If you suffer from migraines, you know how debilitating they can be. One in seven people experience migraine headaches, ranking the affliction among the top ten causes of disability. While there are many different types of migraines, and many triggers that have been identified, there is really no specific cause for migraines, and they are often misdiagnosed or go unrecognized by those who suffer from them.
The condition seems to spring from a combination of genetic and environmental factors. It is not just a headache: A migraine often is accompanied by disabling symptoms like nausea and vomiting, difficulty speaking, and an aversion to light and noise. The headache can be throbbing and last for hours or days.
Until recently, there was little we could do to prevent migraines. The first new class of prescription drugs was approved last month by the FDA, but these may only reduce the frequency of headaches.
For a more holistic approach to treating your migraines, try some of these home remedies:
1. Put an ice pack on your forehead, scalp, or neck to get pain relief. Experts aren't sure exactly why it works, but reducing the flow of blood might be part of it. You can also try a frozen gel pack or a wash cloth that's been rinsed in cold water.
2. Try over-the-counter drugs like ibuprofen and naproxen. They cut down the inflammation that makes your head hurt. You can also buy migraine remedies that have a mix of acetaminophen and aspirin.
3. Caffeine - This ingredient in coffee and some other foods and drinks may give you some mild relief. It could also help your body absorb some migraine drugs faster. Be cautious, however, as you can easily become dependent on your caffeine jolt, which can lead to withdrawal symptoms like fatigue and more headaches.
4. Find a dark, quiet room. Bright light and loud noises can make your headache worse. So find a spot away from the action and pull down the shades when you've got a migraine. It can help speed up your recovery.

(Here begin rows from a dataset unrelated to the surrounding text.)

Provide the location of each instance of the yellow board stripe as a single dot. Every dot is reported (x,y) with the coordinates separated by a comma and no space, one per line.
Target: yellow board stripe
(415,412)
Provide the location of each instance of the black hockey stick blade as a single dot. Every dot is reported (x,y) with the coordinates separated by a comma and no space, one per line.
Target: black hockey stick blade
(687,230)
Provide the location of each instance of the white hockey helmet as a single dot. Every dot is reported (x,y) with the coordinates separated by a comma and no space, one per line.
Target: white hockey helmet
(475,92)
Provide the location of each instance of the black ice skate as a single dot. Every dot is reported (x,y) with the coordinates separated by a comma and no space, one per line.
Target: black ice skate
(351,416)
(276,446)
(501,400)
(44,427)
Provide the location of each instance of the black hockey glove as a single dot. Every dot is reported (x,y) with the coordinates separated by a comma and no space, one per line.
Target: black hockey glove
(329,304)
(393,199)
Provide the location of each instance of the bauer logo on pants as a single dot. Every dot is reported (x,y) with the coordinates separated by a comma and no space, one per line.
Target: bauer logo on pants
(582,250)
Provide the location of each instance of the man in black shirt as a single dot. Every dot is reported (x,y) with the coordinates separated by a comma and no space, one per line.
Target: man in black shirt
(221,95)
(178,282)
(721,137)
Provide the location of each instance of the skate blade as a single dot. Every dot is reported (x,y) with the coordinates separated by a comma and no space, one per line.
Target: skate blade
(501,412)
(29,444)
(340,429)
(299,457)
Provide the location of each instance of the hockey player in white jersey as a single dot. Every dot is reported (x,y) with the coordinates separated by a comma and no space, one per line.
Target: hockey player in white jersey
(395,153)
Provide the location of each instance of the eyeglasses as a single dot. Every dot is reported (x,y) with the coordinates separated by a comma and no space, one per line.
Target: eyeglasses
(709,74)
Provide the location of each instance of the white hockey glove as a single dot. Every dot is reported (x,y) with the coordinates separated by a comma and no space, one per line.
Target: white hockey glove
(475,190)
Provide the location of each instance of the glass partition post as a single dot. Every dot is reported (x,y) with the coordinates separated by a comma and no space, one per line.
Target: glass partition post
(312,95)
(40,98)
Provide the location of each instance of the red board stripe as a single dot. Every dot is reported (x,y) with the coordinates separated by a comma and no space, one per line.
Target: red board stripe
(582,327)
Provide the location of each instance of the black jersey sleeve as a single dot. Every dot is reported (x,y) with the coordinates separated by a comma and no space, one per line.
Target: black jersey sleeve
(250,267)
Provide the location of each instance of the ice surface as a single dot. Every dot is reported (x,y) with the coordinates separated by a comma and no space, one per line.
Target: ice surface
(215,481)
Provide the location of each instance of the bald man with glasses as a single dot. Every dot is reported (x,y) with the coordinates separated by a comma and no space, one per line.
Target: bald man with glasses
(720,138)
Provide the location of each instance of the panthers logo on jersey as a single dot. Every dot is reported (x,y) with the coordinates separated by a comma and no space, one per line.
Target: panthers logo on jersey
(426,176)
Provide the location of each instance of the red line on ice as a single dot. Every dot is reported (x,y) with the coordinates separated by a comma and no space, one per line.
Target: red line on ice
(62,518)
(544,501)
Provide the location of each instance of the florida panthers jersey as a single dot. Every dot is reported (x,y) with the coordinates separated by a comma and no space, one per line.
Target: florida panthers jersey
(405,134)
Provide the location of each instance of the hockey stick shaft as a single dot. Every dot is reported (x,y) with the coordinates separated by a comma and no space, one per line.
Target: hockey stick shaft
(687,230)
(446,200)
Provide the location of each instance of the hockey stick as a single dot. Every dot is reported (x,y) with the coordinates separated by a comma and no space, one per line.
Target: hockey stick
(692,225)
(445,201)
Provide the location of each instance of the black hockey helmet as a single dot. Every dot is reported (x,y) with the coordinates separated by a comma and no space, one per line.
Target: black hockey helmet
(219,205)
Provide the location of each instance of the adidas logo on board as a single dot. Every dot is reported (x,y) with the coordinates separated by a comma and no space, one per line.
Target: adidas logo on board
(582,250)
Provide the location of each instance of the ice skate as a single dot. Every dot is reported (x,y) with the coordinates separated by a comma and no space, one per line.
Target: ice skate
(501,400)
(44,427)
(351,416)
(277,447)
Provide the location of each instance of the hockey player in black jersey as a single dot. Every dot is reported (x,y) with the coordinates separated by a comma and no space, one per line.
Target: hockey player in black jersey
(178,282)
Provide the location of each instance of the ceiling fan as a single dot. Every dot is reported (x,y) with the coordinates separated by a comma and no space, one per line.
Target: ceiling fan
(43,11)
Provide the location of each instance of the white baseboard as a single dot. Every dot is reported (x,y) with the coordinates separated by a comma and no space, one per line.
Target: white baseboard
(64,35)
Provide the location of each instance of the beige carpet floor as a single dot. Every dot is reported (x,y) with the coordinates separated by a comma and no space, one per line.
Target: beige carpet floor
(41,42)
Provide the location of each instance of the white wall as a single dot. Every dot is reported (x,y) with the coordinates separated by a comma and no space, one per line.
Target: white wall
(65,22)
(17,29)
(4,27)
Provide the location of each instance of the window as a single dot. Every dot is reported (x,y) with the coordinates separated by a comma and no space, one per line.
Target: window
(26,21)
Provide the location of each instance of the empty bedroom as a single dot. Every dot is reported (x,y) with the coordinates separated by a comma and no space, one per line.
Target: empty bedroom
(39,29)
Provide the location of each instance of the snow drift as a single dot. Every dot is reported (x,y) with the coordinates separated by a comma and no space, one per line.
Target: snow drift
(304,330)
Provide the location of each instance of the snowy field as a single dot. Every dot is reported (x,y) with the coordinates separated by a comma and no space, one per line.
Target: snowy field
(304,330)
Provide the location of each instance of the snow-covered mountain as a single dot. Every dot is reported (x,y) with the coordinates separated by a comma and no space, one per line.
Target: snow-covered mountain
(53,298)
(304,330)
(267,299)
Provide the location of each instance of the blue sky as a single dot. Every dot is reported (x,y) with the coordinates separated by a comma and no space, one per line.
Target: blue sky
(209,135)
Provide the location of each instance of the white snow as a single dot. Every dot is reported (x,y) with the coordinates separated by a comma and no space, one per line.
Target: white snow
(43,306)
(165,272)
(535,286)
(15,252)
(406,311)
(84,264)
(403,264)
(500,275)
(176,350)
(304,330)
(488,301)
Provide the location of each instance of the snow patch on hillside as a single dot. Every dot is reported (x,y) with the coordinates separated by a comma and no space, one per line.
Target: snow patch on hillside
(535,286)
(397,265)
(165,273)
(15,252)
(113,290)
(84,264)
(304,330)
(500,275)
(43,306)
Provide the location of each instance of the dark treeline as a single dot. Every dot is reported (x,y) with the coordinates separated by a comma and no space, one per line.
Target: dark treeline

5. Regular exercise while feeling well may help prevent the onset of migraines, as exercise releases endorphins, chemicals that fight pain. Exercise also eases stress and helps you sleep better. During a migraine episode, however, you should avoid exercise as it can exacerbate your pain.
6. Ingest magnesium. You can find this mineral in dark-green veggies, whole grains, and nuts. It won't help while you're having a migraine, but some studies show it could prevent one. You can also take it in pill form, but always check with your doctor before you take supplements.
7. Sleep well. Too little sleep can trigger headaches and lower your threshold for pain. Experts suggest 7 to 8 hours per night, and try to maintain the same bed and wake up times daily.
8. Yoga. Exercise that gets your heart pumping can prevent migraines, but it can also be a headache trigger for some people. Yoga, however, with its slower movements, is a safe alternative. Research shows that regular yoga sessions cut the number of attacks you get and make them less intense when they do happen.
9. Take Vitamin B12, also called riboflavin, found in milk, cheese, fish, and chicken. You can also take it as a pill. Studies show it may help you prevent migraines.
10. Manage your triggers: Your migraines are sometimes set off by the food you eat or the conditions around you. Find out what brings on your pain and avoid it. Some common trouble spots on the menu are red wine, aged cheese, and cured meats. Bright lights, staying at a high altitude, and strong odors can also be issues.
11. Butterbur- People have used this plant for years to treat pain and researchers have found that taking the extract reduced the number and intensity of headaches for some people.